US Senate Minority Leader McConnell and former President Donald Trump

Former US President Donald Trump slammed Republican Senate Minority Leader Senator Mitch McConnell for failing to prevent what he has called the theft of the 2020 election.

Trump told New York Times reporters Jonathan Martin and Alex Burns on Thursday that he would still be in the White House if Senate Minority Leader McConnell had sided with him and challenged the outcome of the disputed election.  

“Had Mitch stuck with many members of the party who knew the election was rigged, I think we wouldn’t be at Mar-a-Lago,” Trump said in an interview at his resort in Florida.

“We would be at the White House having this conversation,” he added.

An excerpt of the book, called “This Will Not Pass,” was obtained by Punchbowl News states.

Trump has frequently attacked McConnell for acknowledging Joe Biden as the legitimate winner of the disputed 2020 election.

McConnell, a Republican who was called an “Old Crow” by Trump, in February denounced the Republican National Committee (RNC) that called the events surrounding January 6, 2021 "legitimate political discourse."

Trump is “practically and morally responsible for provoking the events” of January 6, McConnell said after the former president’s second impeachment trial.

McConnell recently said in an interview, however, that he would support Trump if he became the GOP nominee in 2024.

“I think I have an obligation to support the nominee of my party,” McConnell said. “That will mean that whoever the nominee is has gone out and earned the nomination.”

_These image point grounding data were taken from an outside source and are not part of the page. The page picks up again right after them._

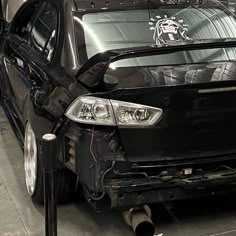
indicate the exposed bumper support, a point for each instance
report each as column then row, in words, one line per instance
column 127, row 193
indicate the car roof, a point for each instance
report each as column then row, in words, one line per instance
column 109, row 4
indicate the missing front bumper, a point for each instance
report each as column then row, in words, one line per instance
column 128, row 193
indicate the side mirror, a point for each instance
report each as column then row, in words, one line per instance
column 2, row 26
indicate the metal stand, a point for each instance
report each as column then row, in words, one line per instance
column 49, row 160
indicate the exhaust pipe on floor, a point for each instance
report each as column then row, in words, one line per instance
column 139, row 218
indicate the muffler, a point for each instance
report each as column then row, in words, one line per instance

Trump has not been so forgiving, and called McConnell an “Old Crow.”

“Why is it that Old Crow Mitch McConnell voted for a terrible Democrat Socialist Infrastructure Plan, and induced others in his Party to do likewise, when he was incapable of getting a great Infrastructure Plan wanting to be put forward by me and the Republican Party?” asked said after McConnell voted for the bipartisan infrastructure plan.

Trump and his allies had raised concerns that widespread fraud marred the election and that it was rigged by the Washington establishment in favor of Biden, who was certified as the winner in Congress on January 6, 2021.

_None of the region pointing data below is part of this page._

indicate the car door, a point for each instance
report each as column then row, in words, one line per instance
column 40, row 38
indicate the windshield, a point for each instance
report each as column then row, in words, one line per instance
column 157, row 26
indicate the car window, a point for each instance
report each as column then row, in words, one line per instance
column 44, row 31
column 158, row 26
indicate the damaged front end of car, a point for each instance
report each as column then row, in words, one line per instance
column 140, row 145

Trump has been casting doubt on the outcome of his loss by insisting it was the result of fraud. He has said that the 2020 presidential election was “the greatest Election Hoax in history.”

McConnell distanced himself from Trump since the former president was accused by the Washington establishment and media of inciting his supporters to invade the Capitol in the wake of his loss in the disputed 2020 presidential election.

McConnell had said that Trump is "morally responsible" for provoking the January 6 storming of the Capitol to overturn the election results.

On January 6, 2021, Trump supporters occupied the US Capitol while lawmakers were in the process of reviewing the certification of state electors which indicated Biden's victory. Some Trump supporters had hoped that this process could have resulted in some of the electors being disqualified, thus overturning the outcome of the presidential election.

It is claimed by some that the demonstrators were infiltrated and incited by provocateurs from US intelligence agencies, who orchestrated the “false flag operation” in order to get rid of Trump.

Some among the crowd clashed with police, and some made threats to beat up a number of Democratic lawmakers. Some also inflicted damage on parts of the Capitol building.